For starters, we are on the road and that creates its own challenges, school or no school. We are constantly on the move, and school days sometimes fall on days we are visiting sights and museums, traveling long distances in the car, or going on an adventure (snorkelling, whale watching, climbing pyramids, that sort of thing). Which means that there are no ‘typical’ school days. Before we left we were encouraged to get into a routine for school each day. We try, but on many occasions it is just not practical.

We are very reliant on the internet for research and for submitting work. And the internet is not always reliable or available, which presents its own set of challenges. Just after the beginning of term we flew to Cuba for a month, where the internet is only available in some cities and towns, and accessed by hour long wifi connections in a central park or plaza.


Sitting on a park bench trying to submit work is not ideal, especially when the connections are diabolically slow and constantly drop out. We got quite behind in that first month and had to spend an intensive two weeks in Mexico City doing 8 - 10 hours every day, including weekends, just getting up to date. It was really, really challenging and at times we all felt like we wanted to give up.

The workload is big, especially for Amalia in Year 7. The program is designed around set weekly tasks which in theory is meant to be 3 - 4 hours / school day / week. In reality the workload is probably double that. Let’s not forget that this is new learning for the girls, not revision, so a lot of the work requires sitting together to understand the lessons and set tasks.

Supervision is HARD! We are, first and foremost, parents, and the role of supervisor can be hugely challenging. As supervisors, Gary and I are responsible for ensuring the girls complete their work and submit it back to their teachers by the due date. We are also part-time teachers, working through problems and concepts, helping research and so on. This is a role outside our normal relationships and can present some issues.

It was especially hard when we were catching up in Mexico City and the girls were working long hours day after day. Tensions would mount, they would fight back and sometimes would get in a real funk about the whole program. That’s usually when tempers would fray and we’d end up in an argument.

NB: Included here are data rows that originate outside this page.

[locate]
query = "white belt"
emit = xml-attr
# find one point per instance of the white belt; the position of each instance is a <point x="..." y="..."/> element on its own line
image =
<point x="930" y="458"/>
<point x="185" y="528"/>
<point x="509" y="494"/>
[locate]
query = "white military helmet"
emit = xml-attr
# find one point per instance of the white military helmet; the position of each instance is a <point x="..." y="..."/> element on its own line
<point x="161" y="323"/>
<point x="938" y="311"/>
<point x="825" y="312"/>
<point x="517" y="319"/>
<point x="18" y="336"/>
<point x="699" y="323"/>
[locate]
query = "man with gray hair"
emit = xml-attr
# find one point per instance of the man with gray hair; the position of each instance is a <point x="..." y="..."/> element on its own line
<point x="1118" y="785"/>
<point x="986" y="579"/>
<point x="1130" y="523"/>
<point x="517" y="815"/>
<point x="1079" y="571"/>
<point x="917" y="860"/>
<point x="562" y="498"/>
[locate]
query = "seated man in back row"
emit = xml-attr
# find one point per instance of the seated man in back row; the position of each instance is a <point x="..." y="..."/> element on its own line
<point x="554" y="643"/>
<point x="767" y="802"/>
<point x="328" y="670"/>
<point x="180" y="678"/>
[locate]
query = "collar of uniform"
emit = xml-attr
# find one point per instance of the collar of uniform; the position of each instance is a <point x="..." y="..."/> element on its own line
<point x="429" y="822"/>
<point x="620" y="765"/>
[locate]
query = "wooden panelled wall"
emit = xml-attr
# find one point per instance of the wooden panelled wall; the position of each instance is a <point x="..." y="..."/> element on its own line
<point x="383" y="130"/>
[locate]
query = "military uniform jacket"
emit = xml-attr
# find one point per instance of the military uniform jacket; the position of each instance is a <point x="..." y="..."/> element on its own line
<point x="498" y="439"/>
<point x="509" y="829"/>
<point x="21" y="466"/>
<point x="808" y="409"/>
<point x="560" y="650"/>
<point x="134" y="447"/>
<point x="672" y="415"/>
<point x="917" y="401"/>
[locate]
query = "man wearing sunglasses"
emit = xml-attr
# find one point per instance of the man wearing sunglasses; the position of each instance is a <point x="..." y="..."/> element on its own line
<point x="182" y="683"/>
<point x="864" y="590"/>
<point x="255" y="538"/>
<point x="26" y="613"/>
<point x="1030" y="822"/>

The interaction, or lack of it, with peers and teachers is incredibly isolating and challenging. The Primary setup is somewhat better that Secondary. Ruby has scheduled live lessons (which we can’t always make due to the time zone), and she has a closed social media group with her peers and teachers where she can interact and post photos and stories. Amalia unfortunately has nothing like this, and for a Year 7 student where peers are so important, this has been one of the most disappointing aspects of the year so far.

So overall it has been challenging. There have been days when we have felt that our trip is being ruled by Distance Education and that the balance hasn’t been there. After all, we didn’t come on this journey to be a slave to the laptop and tablet, and to spend our days inside hotel rooms so we could get worksheets done.

But on the other hand we have all learnt a great deal about ourselves, parents included. The feeling of achievement when Amalia handed in that final assignment was felt by us all. I asked the girls if this had been the hardest school term of their lives, and they didn’t hesitate. “Yes!” they both cried, “so hard.” But with grins on their faces, knowing they really had achieved so much. Bring on term 2 (I think!).